56 N.Y. 34 | NY | 1874
The ruling of the learned judge at the circuit in directing a verdict for the plaintiff, cannot be sustained. When the note was indorsed by the defendant and delivered to the maker, the only blanks in it were the time and place of payment. These blanks the maker had an implied authority to fill up by inserting any time and place he chose, but he had no authority to make any material alteration in the note. The note was perfect in other respects. The addition of the words, "with interest," increased the liability of the indorser; and the maker had no more right to add those words than he had to increase the sum for which the note was given by adding the amount of the interest to *37
it for the time the note had to run. The defendant might have been willing to confer unlimited authority as to the time of payment. The longer the time, the less would be the present liability; and in no event could the liability exceed the sum specified. He never could be made liable for more than $175, while an authority to add interest might render him liable for double that amount.

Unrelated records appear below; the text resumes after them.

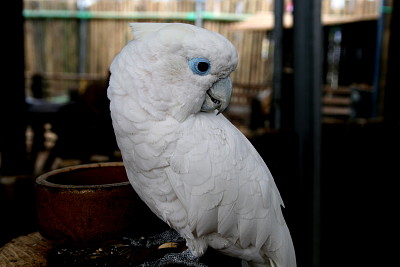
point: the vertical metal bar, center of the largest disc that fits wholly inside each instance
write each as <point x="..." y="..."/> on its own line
<point x="307" y="107"/>
<point x="277" y="74"/>
<point x="378" y="53"/>
<point x="82" y="44"/>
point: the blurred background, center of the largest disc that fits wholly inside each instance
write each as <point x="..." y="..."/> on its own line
<point x="316" y="91"/>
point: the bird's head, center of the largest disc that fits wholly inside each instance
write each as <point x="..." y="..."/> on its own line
<point x="179" y="69"/>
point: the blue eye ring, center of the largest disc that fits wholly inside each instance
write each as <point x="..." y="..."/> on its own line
<point x="200" y="66"/>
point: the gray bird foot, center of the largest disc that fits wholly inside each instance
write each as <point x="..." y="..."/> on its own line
<point x="185" y="258"/>
<point x="165" y="237"/>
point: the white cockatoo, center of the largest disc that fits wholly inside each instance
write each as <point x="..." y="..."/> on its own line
<point x="188" y="163"/>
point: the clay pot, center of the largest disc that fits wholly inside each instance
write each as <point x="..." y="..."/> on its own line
<point x="91" y="203"/>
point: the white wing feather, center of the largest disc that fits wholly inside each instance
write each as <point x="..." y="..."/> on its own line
<point x="225" y="186"/>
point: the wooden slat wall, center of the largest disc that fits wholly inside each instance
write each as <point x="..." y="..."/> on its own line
<point x="52" y="45"/>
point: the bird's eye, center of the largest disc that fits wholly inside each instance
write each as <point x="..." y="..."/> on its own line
<point x="200" y="66"/>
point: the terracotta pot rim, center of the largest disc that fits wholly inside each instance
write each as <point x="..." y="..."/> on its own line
<point x="42" y="179"/>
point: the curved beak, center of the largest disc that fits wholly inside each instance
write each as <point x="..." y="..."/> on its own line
<point x="218" y="96"/>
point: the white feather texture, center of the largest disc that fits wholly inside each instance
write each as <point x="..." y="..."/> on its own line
<point x="194" y="170"/>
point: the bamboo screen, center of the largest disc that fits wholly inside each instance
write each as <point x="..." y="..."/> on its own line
<point x="55" y="49"/>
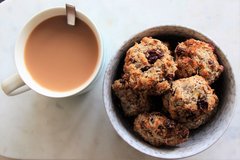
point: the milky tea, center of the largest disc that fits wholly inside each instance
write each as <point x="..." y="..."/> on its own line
<point x="61" y="57"/>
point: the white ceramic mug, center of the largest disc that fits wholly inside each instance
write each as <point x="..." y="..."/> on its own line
<point x="23" y="81"/>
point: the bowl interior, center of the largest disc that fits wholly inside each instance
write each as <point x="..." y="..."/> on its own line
<point x="201" y="138"/>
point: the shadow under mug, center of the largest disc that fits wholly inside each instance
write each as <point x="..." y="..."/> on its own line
<point x="23" y="81"/>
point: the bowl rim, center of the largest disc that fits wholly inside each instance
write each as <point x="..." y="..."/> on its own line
<point x="122" y="131"/>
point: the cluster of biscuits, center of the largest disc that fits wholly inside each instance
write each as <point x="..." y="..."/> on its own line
<point x="181" y="79"/>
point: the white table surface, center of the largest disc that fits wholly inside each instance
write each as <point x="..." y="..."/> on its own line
<point x="37" y="127"/>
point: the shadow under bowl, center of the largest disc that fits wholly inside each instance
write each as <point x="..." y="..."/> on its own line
<point x="201" y="138"/>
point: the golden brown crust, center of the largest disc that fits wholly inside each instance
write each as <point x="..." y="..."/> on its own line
<point x="132" y="102"/>
<point x="191" y="101"/>
<point x="149" y="66"/>
<point x="197" y="57"/>
<point x="159" y="130"/>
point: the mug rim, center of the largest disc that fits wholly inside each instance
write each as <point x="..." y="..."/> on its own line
<point x="21" y="65"/>
<point x="118" y="124"/>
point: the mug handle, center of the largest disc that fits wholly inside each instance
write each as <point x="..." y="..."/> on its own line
<point x="14" y="85"/>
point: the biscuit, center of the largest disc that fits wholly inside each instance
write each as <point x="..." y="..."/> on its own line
<point x="149" y="66"/>
<point x="197" y="57"/>
<point x="159" y="130"/>
<point x="132" y="102"/>
<point x="191" y="101"/>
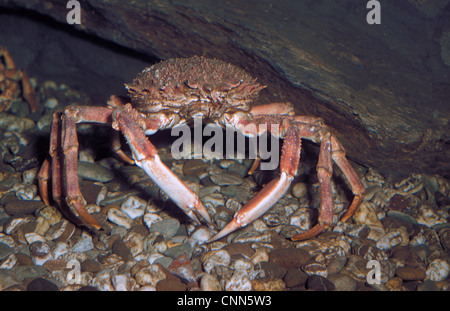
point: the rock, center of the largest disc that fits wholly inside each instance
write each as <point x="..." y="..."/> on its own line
<point x="237" y="168"/>
<point x="134" y="206"/>
<point x="177" y="250"/>
<point x="83" y="244"/>
<point x="209" y="283"/>
<point x="295" y="278"/>
<point x="94" y="172"/>
<point x="427" y="216"/>
<point x="240" y="281"/>
<point x="167" y="227"/>
<point x="343" y="282"/>
<point x="7" y="279"/>
<point x="239" y="249"/>
<point x="410" y="273"/>
<point x="319" y="283"/>
<point x="5" y="251"/>
<point x="273" y="270"/>
<point x="394" y="284"/>
<point x="336" y="265"/>
<point x="22" y="207"/>
<point x="227" y="179"/>
<point x="437" y="270"/>
<point x="289" y="258"/>
<point x="40" y="252"/>
<point x="394" y="237"/>
<point x="215" y="258"/>
<point x="150" y="275"/>
<point x="122" y="282"/>
<point x="25" y="272"/>
<point x="194" y="167"/>
<point x="119" y="248"/>
<point x="268" y="284"/>
<point x="41" y="284"/>
<point x="316" y="268"/>
<point x="118" y="217"/>
<point x="171" y="284"/>
<point x="90" y="265"/>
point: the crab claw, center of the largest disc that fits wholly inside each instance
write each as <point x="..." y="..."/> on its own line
<point x="258" y="205"/>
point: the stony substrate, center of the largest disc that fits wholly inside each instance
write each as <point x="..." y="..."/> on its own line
<point x="146" y="243"/>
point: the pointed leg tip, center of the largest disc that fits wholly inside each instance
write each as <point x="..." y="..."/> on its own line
<point x="229" y="228"/>
<point x="311" y="233"/>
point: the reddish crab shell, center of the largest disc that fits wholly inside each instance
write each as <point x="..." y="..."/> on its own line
<point x="192" y="86"/>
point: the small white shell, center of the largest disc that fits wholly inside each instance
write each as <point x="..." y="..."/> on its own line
<point x="240" y="281"/>
<point x="134" y="206"/>
<point x="437" y="270"/>
<point x="118" y="217"/>
<point x="150" y="275"/>
<point x="209" y="283"/>
<point x="215" y="258"/>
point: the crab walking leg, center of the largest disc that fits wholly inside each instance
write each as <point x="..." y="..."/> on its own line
<point x="358" y="190"/>
<point x="273" y="191"/>
<point x="70" y="118"/>
<point x="273" y="108"/>
<point x="51" y="167"/>
<point x="324" y="173"/>
<point x="43" y="178"/>
<point x="146" y="157"/>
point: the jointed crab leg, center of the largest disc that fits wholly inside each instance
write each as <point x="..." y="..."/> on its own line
<point x="273" y="191"/>
<point x="296" y="128"/>
<point x="146" y="157"/>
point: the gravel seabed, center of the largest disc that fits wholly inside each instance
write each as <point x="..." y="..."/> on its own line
<point x="399" y="239"/>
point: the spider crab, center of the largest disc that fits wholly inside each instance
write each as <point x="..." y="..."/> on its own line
<point x="173" y="92"/>
<point x="13" y="82"/>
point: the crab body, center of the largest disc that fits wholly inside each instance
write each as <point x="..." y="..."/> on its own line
<point x="174" y="92"/>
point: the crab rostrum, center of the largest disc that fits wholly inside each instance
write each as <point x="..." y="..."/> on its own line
<point x="173" y="92"/>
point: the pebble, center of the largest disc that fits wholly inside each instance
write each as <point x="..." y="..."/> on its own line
<point x="40" y="252"/>
<point x="300" y="191"/>
<point x="150" y="275"/>
<point x="240" y="281"/>
<point x="410" y="273"/>
<point x="209" y="283"/>
<point x="122" y="282"/>
<point x="404" y="226"/>
<point x="227" y="179"/>
<point x="289" y="258"/>
<point x="83" y="244"/>
<point x="120" y="248"/>
<point x="167" y="227"/>
<point x="398" y="236"/>
<point x="5" y="251"/>
<point x="343" y="282"/>
<point x="41" y="285"/>
<point x="319" y="283"/>
<point x="115" y="215"/>
<point x="427" y="216"/>
<point x="7" y="279"/>
<point x="437" y="270"/>
<point x="215" y="258"/>
<point x="32" y="271"/>
<point x="22" y="207"/>
<point x="133" y="206"/>
<point x="273" y="270"/>
<point x="316" y="268"/>
<point x="268" y="284"/>
<point x="295" y="278"/>
<point x="171" y="284"/>
<point x="94" y="172"/>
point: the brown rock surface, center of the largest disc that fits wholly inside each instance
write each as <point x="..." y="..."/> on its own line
<point x="383" y="88"/>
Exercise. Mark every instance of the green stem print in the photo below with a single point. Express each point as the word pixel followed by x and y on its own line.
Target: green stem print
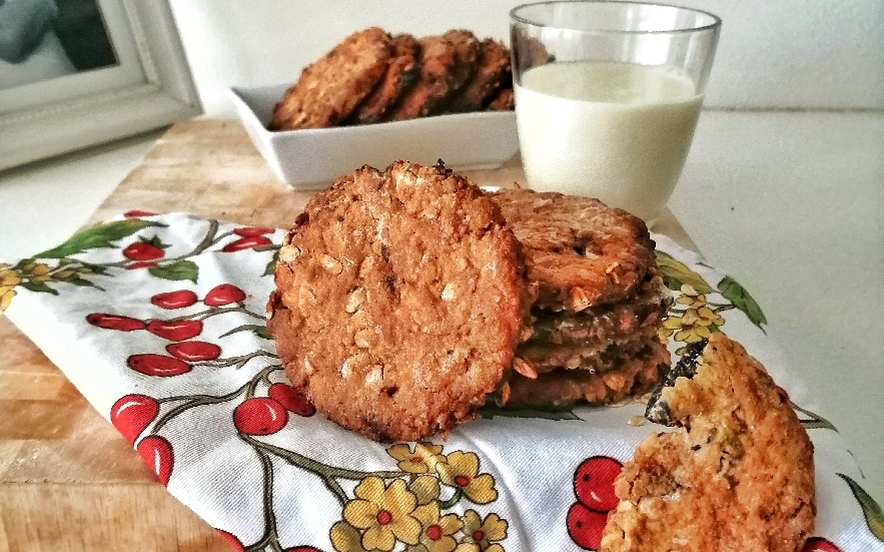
pixel 871 510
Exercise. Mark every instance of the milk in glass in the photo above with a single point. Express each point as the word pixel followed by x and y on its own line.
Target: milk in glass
pixel 619 132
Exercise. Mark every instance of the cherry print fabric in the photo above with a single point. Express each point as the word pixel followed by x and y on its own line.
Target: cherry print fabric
pixel 159 321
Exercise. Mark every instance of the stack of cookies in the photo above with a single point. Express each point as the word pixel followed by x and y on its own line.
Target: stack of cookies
pixel 600 301
pixel 372 76
pixel 407 299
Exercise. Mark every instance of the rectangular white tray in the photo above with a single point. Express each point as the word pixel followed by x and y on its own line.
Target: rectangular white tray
pixel 312 158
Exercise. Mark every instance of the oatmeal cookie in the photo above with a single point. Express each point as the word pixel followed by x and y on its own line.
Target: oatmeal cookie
pixel 579 252
pixel 492 73
pixel 504 100
pixel 467 49
pixel 617 379
pixel 402 73
pixel 399 301
pixel 435 84
pixel 737 475
pixel 329 89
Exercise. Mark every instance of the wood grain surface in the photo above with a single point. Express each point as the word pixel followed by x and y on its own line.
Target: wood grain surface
pixel 68 479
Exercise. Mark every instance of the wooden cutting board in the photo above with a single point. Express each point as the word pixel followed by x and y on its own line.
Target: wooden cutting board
pixel 68 480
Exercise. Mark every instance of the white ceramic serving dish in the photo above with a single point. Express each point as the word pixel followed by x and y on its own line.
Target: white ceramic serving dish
pixel 310 159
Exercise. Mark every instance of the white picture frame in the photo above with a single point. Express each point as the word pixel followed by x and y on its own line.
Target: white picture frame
pixel 151 86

The General Term affirmed the judgment upon the authority of Van Duzer v. Howe (
The rule that "whenever one of two innocent parties must suffer by the acts of the third, he who has enabled such third person to occasion the loss must sustain it," is not applicable for the reason that the indorser did not, in any legal sense, enable the maker to make the alteration. He indorsed a note for a specific sum, which, as we have seen, conferred no authority upon the maker to change or alter it. If it did, indorsers would occupy a perilous position. An indorsement of a note of $1,000 would authorize the maker to change it to $10,000. It matters not whether the amount is large or small, the principle involved is the same.
The judgment must be reversed and a new trial granted, costs to abide the event.